In contrast to a conventional amalgam restoration, an amalgam foundation might not depend primarily on the remaining coronal tooth structure for support. Instead, it may rely mainly on secondary preparation retention features (pins, slots, coves, and proximal retention locks). A temporary or caries-control restoration may serve as a foundation, but only if the retention and resistance forms of the restoration are appropriate.
A temporary or caries-control restoration is used to restore a tooth when definitive treatment is uncertain or when several teeth require immediate attention for control of caries. It also can be used when a tooth’s prognosis is questionable. A temporary or control restoration might depend only on the remaining coronal tooth structure for support, however, using few auxiliary retention features. When preparing a tooth for either a foundation or a temporary restoration, remaining unsupported enamel may be left except at the gingival aspect to aid in forming a matrix for amalgam condensation. In each case, the remaining unsupported enamel is removed when the indirect restoration is placed. Occasionally, when providing a temporary or control restoration, sufficient retention and resistance forms are included in the preparation to meet the requirements of a foundation.

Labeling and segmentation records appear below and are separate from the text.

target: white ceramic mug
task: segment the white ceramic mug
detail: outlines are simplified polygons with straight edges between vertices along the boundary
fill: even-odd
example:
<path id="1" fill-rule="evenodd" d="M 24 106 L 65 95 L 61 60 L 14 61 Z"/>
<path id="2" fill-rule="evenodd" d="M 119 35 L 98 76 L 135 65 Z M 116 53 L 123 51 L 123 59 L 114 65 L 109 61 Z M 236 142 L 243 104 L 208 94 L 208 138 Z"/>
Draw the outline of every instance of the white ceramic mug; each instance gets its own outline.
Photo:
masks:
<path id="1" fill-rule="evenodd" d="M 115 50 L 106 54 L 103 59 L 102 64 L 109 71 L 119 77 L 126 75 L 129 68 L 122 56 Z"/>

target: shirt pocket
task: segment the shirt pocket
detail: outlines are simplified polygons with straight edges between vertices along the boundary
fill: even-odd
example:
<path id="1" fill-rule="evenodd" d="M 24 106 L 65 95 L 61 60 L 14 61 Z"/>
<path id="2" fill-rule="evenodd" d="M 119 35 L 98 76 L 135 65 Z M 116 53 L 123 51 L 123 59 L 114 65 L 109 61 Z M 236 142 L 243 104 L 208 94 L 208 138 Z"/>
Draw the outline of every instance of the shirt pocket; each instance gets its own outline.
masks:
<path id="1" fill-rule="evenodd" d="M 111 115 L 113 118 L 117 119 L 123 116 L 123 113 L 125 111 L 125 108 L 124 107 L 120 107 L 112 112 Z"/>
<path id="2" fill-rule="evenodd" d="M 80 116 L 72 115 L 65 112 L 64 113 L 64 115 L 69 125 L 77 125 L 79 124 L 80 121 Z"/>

As a rule, foundations are placed in anticipation of a full-coverage indirect restoration. Not all teeth with foundations, however, need to be immediately restored with full-coverage crowns. For example, amalgam can be used as a definitive partial-coverage restoration if only minimal coronal damage has occurred in endodontically treated teeth.19 The greatest influence on fracture resistance is the amount of remaining tooth structure.20
The restorative materials used for foundations include amalgam, composite, and occasionally resin-modified glass ionomers (RMGIs). Of the direct filling materials, amalgam may be preferred by some clinicians because it is easy to use and is strong. Threaded pins and slots can be used for retention in vital teeth. Prefabricated posts and cast post and cores also may be used to provide additional retention for the foundation material in endodontically treated teeth receiving foundations. The use of prefabricated posts and cast post and cores is limited to endodontically treated teeth and is used generally on anterior teeth or single-canal premolars with little or no remaining coronal tooth structure. On endodontically treated molars, the pulp chamber or canals typically provide retention for the foundation, and it is not necessary to use any form of intra-radicular retention.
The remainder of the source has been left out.